Eva Rossmann
die Genießerin
„in der landschaft, in den weingärten, in den kornfeldern, in den kellergassen des weinviertels wird sich viel freude ereignen.“ Es sind einfache Worte, mit denen Hermann Nitsch auf seiner Website eines seiner berühmten 6-Tage-Spiele ankündigt – doch der Meister weiß um ihre Wirkung: Er gilt als einer der bedeutendsten Künstler der Gegenwart, als unangefochtener Pionier der Performance, als Begründer des Wiener Aktionismus. Seit den frühen 70er Jahren lebt und arbeitet Nitsch auf Schloss Prinzendorf im Weinviertel, von hier aus hat sein Werk die Welt erobert. Das ist kein Zufall.
Hermann Nitsch wird 1938 in Wien geboren und wächst während des zweiten Weltkriegs auf. Er erlebt die Gewalt dieser Zeit, die Furcht vor den Bomben, er verliert seinen Vater an der russischen Front. Und er begegnet dem Weinviertel, in Prinzendorf, wo er als Kind immer wieder Zeit verbringt, weil er dort Familie hat. „Wir sind von wien nach prinzendorf gefahren, um meine tanten und meine onkel zu besuchen und lebensmittel zu hamstern“, erinnert sich Nitsch. Es sind nur wenige Tage im Jahr – doch sie hinterlassen in Nitsch das seltene Gefühl einer gewissen Leichtigkeit. Und sie prägen den Kosmopoliten Hermann Nitsch, der das Universum sein Zuhause nennt.

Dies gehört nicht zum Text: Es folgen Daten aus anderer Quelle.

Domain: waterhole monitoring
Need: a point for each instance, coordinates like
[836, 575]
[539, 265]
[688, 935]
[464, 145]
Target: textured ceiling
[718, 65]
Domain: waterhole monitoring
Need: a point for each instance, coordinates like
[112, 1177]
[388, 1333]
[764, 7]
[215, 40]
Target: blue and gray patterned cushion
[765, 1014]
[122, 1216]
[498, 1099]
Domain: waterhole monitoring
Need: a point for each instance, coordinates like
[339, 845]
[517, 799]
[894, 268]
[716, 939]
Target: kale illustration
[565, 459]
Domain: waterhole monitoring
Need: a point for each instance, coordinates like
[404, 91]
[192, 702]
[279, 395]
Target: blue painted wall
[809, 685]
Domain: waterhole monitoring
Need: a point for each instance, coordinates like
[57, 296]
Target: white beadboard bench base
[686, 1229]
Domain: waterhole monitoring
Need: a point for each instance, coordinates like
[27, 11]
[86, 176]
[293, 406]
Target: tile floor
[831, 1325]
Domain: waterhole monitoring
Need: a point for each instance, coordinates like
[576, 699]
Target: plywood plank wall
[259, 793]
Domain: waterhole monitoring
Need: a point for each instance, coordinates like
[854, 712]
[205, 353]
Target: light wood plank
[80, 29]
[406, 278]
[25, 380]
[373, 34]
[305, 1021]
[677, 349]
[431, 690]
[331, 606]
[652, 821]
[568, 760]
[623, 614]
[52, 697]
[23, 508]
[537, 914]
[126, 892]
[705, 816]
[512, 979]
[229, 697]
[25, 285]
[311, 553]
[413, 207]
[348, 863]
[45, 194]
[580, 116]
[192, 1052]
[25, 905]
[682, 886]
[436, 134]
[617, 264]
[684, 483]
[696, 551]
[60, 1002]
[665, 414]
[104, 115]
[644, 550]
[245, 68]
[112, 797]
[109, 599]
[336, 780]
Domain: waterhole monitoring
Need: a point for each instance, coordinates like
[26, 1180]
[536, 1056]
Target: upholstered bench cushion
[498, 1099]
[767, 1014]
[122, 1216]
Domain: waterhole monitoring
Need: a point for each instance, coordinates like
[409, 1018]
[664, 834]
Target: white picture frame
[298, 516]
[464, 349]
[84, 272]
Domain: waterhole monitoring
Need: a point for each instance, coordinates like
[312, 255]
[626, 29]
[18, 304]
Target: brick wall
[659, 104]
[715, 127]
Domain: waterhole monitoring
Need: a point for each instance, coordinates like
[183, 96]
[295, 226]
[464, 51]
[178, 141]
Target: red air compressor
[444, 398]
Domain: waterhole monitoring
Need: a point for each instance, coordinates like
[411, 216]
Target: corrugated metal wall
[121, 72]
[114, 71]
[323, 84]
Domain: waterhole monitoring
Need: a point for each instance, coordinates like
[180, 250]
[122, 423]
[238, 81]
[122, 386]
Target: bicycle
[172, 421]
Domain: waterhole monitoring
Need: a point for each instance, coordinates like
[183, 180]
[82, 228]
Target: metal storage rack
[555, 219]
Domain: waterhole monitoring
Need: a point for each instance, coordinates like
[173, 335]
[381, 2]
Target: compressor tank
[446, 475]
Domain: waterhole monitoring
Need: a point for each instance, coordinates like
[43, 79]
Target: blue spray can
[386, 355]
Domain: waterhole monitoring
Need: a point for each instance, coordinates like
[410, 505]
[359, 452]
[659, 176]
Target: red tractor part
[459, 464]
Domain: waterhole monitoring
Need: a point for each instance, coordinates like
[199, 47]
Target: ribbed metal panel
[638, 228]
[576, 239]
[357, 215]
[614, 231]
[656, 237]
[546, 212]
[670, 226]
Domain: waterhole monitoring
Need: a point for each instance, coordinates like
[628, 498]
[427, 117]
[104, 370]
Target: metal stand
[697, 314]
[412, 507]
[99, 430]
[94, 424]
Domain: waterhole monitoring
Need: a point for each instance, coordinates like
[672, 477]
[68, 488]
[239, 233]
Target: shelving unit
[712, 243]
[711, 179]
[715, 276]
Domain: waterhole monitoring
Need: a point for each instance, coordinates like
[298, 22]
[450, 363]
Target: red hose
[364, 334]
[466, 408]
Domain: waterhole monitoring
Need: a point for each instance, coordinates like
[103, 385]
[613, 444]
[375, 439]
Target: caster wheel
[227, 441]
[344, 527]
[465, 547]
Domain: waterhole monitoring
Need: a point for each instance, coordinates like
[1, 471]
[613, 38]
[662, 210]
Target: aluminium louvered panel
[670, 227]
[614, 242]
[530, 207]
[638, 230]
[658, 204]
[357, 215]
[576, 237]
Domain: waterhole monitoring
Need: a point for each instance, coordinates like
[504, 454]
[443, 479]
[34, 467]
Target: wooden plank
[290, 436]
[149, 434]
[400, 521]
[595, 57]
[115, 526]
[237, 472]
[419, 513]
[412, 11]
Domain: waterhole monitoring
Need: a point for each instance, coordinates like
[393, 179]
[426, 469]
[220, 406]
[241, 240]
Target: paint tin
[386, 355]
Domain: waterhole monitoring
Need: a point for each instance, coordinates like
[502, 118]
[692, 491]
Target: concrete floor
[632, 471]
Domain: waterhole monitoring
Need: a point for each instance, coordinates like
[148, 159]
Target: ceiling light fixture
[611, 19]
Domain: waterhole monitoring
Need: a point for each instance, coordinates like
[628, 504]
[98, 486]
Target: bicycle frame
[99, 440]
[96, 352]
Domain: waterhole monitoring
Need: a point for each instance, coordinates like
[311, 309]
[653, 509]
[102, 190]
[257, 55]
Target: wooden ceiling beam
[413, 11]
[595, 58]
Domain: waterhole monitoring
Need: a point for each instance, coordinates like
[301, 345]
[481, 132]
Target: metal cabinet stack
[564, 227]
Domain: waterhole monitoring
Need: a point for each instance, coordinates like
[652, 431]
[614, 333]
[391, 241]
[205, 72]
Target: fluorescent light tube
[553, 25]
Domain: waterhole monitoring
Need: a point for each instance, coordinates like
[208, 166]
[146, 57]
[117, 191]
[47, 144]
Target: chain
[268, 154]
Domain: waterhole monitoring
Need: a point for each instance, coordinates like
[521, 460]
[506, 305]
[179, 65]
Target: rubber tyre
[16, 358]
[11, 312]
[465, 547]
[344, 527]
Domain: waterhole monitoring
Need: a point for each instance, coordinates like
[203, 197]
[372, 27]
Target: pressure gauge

Längst ist er ein international renommierter Künstler, als er drei Jahrzehnte später zurückkehrt und die Gelegenheit ergreift, Schloss Prinzendorf aus dem Besitz der Kirche zu kaufen.
Fortan wird das Weinviertel zum Mittelpunkt seiner Arbeit. Hier finden seine Aktionen statt, hier feiert Hermann Nitsch den Kreislauf des Lebens, hier zelebriert er die Gegenwart – zwischen Vergangenheit und Vergänglichkeit. „In meinem theater wird nichts gespielt, alles passiert tatsächlich. Ich inszeniere reale geschehnisse.“, sagt der Meister über die 6-Tage-Spiele, sein Hauptwerk, das weltweit für Aufsehen gesorgt hat. „Die natur, die wunderbare weinviertler landschaft spielen darin eine große rolle.“ Aber auch das Wesen des Weinviertels, den „hang der menschen zum dionysischen, zur berauschung“ will Nitsch in sein Werk einfließen lassen. Kein Wunder, dass er auch mehrere Weingärten sein Eigen nennt, deren Erträgnisse nach alter Weinviertler Tradition gekeltert und in den berühmten Nitsch-Dopplern abgefüllt werden – selbstverständlich mit alljährlich neuem Etikett, gestaltet vom Meister persönlich.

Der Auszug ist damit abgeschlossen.